Но вот он лежит в черной юрте, в чужой земле, окоченевший, уже тронутый синими пятнами. Даже то место, где его зароют, по обычаю монголов ископытят табунами, и оно никому не будет известно. Однако и мертвый, он еще жил в суеверном страхе тысяч людей, которые привыкли к этому страху за двадцать лет и не умели без него мыслить и действовать.

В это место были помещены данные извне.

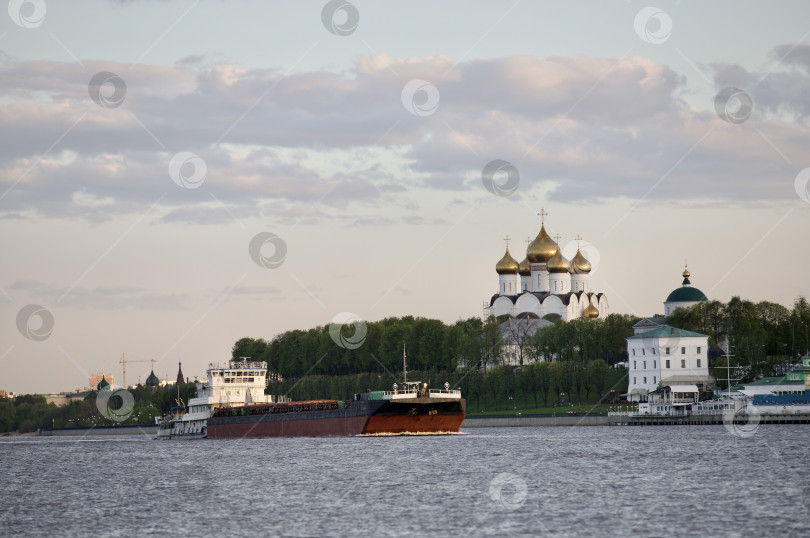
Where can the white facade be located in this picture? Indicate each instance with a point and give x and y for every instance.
(666, 356)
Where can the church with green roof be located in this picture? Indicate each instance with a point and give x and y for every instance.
(683, 297)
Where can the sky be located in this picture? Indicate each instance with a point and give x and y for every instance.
(177, 175)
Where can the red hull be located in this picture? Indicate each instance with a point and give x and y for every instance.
(290, 428)
(414, 424)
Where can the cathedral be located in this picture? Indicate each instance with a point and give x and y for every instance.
(544, 283)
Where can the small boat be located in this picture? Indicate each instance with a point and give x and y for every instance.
(237, 383)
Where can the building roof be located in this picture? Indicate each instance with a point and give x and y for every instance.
(686, 294)
(665, 332)
(767, 381)
(651, 322)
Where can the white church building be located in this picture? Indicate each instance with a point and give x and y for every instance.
(545, 282)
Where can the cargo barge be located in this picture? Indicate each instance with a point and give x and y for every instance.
(412, 410)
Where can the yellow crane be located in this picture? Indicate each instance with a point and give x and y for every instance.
(124, 362)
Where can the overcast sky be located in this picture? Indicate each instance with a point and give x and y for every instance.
(145, 144)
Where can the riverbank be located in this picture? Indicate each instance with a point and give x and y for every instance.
(137, 429)
(625, 420)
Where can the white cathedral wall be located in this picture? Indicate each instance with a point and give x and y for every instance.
(580, 283)
(539, 277)
(553, 305)
(529, 303)
(559, 282)
(501, 306)
(508, 285)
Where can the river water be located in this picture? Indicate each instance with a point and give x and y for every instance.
(527, 481)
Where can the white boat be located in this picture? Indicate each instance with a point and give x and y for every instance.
(236, 383)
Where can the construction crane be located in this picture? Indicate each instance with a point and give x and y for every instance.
(124, 362)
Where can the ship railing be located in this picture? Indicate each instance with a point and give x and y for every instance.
(237, 365)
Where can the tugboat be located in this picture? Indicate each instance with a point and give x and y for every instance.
(413, 409)
(237, 383)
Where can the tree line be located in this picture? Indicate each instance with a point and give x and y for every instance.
(28, 413)
(431, 344)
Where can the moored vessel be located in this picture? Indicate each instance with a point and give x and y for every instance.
(414, 409)
(237, 383)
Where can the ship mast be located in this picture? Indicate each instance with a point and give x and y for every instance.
(404, 365)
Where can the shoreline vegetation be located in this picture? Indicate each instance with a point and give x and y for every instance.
(764, 338)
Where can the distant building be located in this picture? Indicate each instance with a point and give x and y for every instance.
(683, 297)
(95, 379)
(545, 282)
(666, 356)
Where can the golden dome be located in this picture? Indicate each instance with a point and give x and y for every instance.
(525, 268)
(542, 248)
(590, 311)
(580, 264)
(507, 265)
(558, 263)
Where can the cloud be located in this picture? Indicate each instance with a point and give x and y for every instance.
(579, 128)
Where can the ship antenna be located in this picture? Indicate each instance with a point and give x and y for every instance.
(404, 365)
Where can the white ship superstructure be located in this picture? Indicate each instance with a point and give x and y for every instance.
(226, 385)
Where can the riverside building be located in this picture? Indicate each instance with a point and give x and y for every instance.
(545, 282)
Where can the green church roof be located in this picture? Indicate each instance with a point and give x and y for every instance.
(686, 294)
(665, 331)
(152, 380)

Может быть, и смерть его была лишь хитростью, и всех, кто обрадуется, он, оживленный бесами, встанет и покарает. А хуже всего было татарам: они не знали, кому теперь поклоняться.

Днем и ночью из двора Кадьяка доносились охрипшие вопли шаманов, простой народ растерянно толкался в проулках и на пристанях, а князья совещались.

Юрий был доволен: кто бы ни был – хуже Тохты не будет. Иван замкнуто молчал, он ничего не мог посоветовать, но и в Переяславль не уезжал. Так прошел август и начался сентябрь.

– Кого ж выберут? – гадал Юрий, шагая по палате.

Братья сидели одни. Стол замусорен объедками, на скатерти – пятна.

– Может, Иль-Басмыша, сына Булучин, а может, Балуша? Балуша я дарил на всякий случай, а Иль-Басмыша – нет. Но хрен с ним. Ха! Теперь Михаилу опять за ярлыком ехать, задницы лизать!

Он замолчал, сел, уставился в стену. Зрачки сошлись, чуть закосили, и гладкий лоб стал незаметно розоветь. Он прислушивался к проснувшемуся желанию, оно шевелилось, ощупывало ходы, но он не подгонял его, а слушал, как оно растет, убирал помехи, расчищал ему извилистый путь в темноте подсознания. С этого момента он становился хитрым, ласковым, жестоким, красноречивым – любым, только бы насытить драгоценное желание. Даже себе во вред. И хотя часто он не мог назвать желание точным словом, но знал, что без желания сам он – просто сонная, равнодушная вещь; он не хотел быть вещью: это хуже, чем быть лошадью или собакой.

Иван следил, как розовеет сытое лицо Юрия, а зрачки наполняются смыслом.

– Федор наговорит с три короба, а исполнит ли? – сказал Иван наугад и увидел, что попал.

– Ты его не знаешь. – Юрий недовольно оттопырил губы. – Он за Ржев душу продаст…

– Сейчас не время…

Лоб у Юрия набухал упрямством, ноздри расширились.

– Самое время.

– Нет, новый хан спервоначала всегда закон чтит.

– Меня новгородцы давно звали. Что ж, что новый!

– Погоди, пока не выберут. – Но Иван видел, что Юрия сейчас не отговоришь.

– И Торжок поднимем. А из Клина я их выбью сразу…

– Михайло пожалуется. Ты туда, а он – сюда. Да с татарами.

Ивану не хотелось уговаривать, он не подбирал слов.

– Михайло! – Юрий поднял голову, на переносье врезалась морщинка. – Ха! Он сюда уже пытался… Не бойсь – и суздальцы, и новгородцы, и мы… Михайло!

Иван понял, что только напортил.

– Ну, смотри: ты старший, – сказал он устало. – Голова-то одна у каждого.

Юрий пригладил белесые волосы, покривил губы.